In some embodiments, in particular, the method further comprises:
and carrying out entity recognition on the original sentence by using an entity recognition tool, and calling the obtained entities as a subject entity and an object entity according to the sequence of the appearance of the entities in the original sentence.
In some embodiments, in particular, the method further comprises:
dependency syntax tree pruning: and pruning in the dependency syntax tree according to subtrees formed by the subject entities, the object entities and the nearest common ancestors of the subject entities and the object entities in the sentences, and generating a pruned adjacency matrix according to the topological relation among the nodes in the pruned dependency syntax tree.
In some embodiments, in particular, the feature representation comprises:
the sentence integral representation, the subject entity representation and the object entity representation which fuse the context and the semantic dependency relationship.
In some embodiments, in particular, the learning neural network is a feed-forward neural network.
In some embodiments, specifically, the specific method for obtaining the probability distribution of the entity pairs on the relationships according to the feature representation includes:
and inputting the obtained final representation into a linear layer, and finally obtaining the probability distribution of the entity pairs on each relation through Softmax operation.
In some embodiments, specifically, the specific method of inputting the vectorized representation of each word in the adjacency matrix and the sentence into the graph convolutional network to learn and obtain the sentence overall representation fusing the context and the semantic dependency relationship is as follows:
Figure 665412DEST_PATH_IMAGE001
wherein the content of the first and second substances,
h L()an overall implicit representation representing the L-th layer output of the graph convolution neural network;
GCN (.) denotes L-layer map convolutional neural network;
h (0)representing an input layer of the graph convolutional neural network;
f(.) represents the maximum pooling function.
In some embodiments, the specific method for obtaining the subject entity representation specifically is:
Figure 616050DEST_PATH_IMAGE002
wherein the content of the first and second substances,s1:s2, representing the index interval of all word sequences of the word sequences forming the subject entity after the words are segmented in the original sentence;h L() s s1:2the index interval of all word sequences of the subject entity after the word sequence of the original sentence is segmented is used as input, and the subject entity output by the L-th layer of the graph convolution neural network is implicitly represented.
In some embodiments, the specific method for obtaining the object entity representation is:
Figure DEST_PATH_IMAGE003
wherein the content of the first and second substances,o1:o2, an index section of all word sequences of the word sequences forming the object entity after the words are segmented in the original sentence;h L() o o1:2and the index interval of all the word sequences of the object entity after the word sequence of the original sentence is divided is used as input, and the object entity output by the L-th layer of the graph convolution neural network is implicitly represented.

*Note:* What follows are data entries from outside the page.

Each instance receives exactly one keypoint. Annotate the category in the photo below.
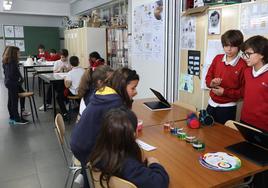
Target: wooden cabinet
(82, 41)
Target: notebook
(255, 148)
(162, 104)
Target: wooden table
(180, 159)
(151, 118)
(52, 79)
(27, 66)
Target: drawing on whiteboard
(148, 29)
(188, 33)
(158, 10)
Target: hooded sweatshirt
(85, 132)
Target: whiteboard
(148, 46)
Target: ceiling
(55, 1)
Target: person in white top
(62, 65)
(73, 77)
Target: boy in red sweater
(225, 78)
(42, 54)
(255, 106)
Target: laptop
(162, 104)
(255, 148)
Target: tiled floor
(30, 156)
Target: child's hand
(151, 160)
(218, 91)
(215, 82)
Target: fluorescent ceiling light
(7, 4)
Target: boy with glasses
(225, 78)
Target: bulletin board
(199, 97)
(231, 18)
(27, 38)
(48, 36)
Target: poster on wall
(254, 18)
(188, 33)
(214, 22)
(9, 43)
(194, 62)
(20, 45)
(186, 83)
(148, 30)
(18, 30)
(9, 31)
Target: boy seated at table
(71, 82)
(73, 77)
(42, 54)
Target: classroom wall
(80, 6)
(32, 7)
(150, 69)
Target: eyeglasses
(246, 55)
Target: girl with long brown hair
(116, 153)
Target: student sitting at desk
(63, 64)
(95, 60)
(42, 54)
(225, 78)
(53, 55)
(119, 91)
(91, 81)
(73, 77)
(116, 153)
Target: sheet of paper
(145, 146)
(61, 74)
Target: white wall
(151, 71)
(38, 8)
(84, 5)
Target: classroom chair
(230, 123)
(187, 106)
(115, 182)
(30, 96)
(72, 164)
(39, 83)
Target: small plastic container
(140, 125)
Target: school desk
(28, 68)
(151, 118)
(41, 70)
(180, 159)
(52, 79)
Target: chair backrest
(115, 182)
(187, 106)
(230, 123)
(60, 133)
(60, 126)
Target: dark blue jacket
(87, 129)
(153, 176)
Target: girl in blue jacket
(116, 153)
(13, 80)
(117, 92)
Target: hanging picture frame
(9, 31)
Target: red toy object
(192, 121)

In some embodiments, in particular, each node in the dependency syntax tree has a range affected by the neighborhood that is no more than L edges apart in the dependency tree. Compared with the prior art, the technical scheme provided by the embodiment of the application has the following advantages:
the dependency syntax tree can help the relationship extraction model to capture long-distance semantic relationships between entities, and meanwhile, compared with the traditional statistical learning method and the model based on the sequence deep learning, the relationship extraction based on the graph convolution network and the dependency tree pruning technology can learn better entity representation and sentence representation in a context at a higher semantic level, and the final model has more advantages when extracting the semantic relationships between entities far away from each other in a sentence.
Drawings
Fig. 1 is a flowchart of a relationship extraction method based on graph convolution according to an embodiment of the present invention.
Detailed Description
Reference will now be made in detail to the exemplary embodiments, examples of which are illustrated in the accompanying drawings. When the following description refers to the accompanying drawings, like numbers in different drawings represent the same or similar elements unless otherwise indicated. The embodiments described in the following exemplary embodiments do not represent all embodiments consistent with the present invention. Rather, they are merely examples of apparatus and methods consistent with certain aspects of the invention, as detailed in the appended claims.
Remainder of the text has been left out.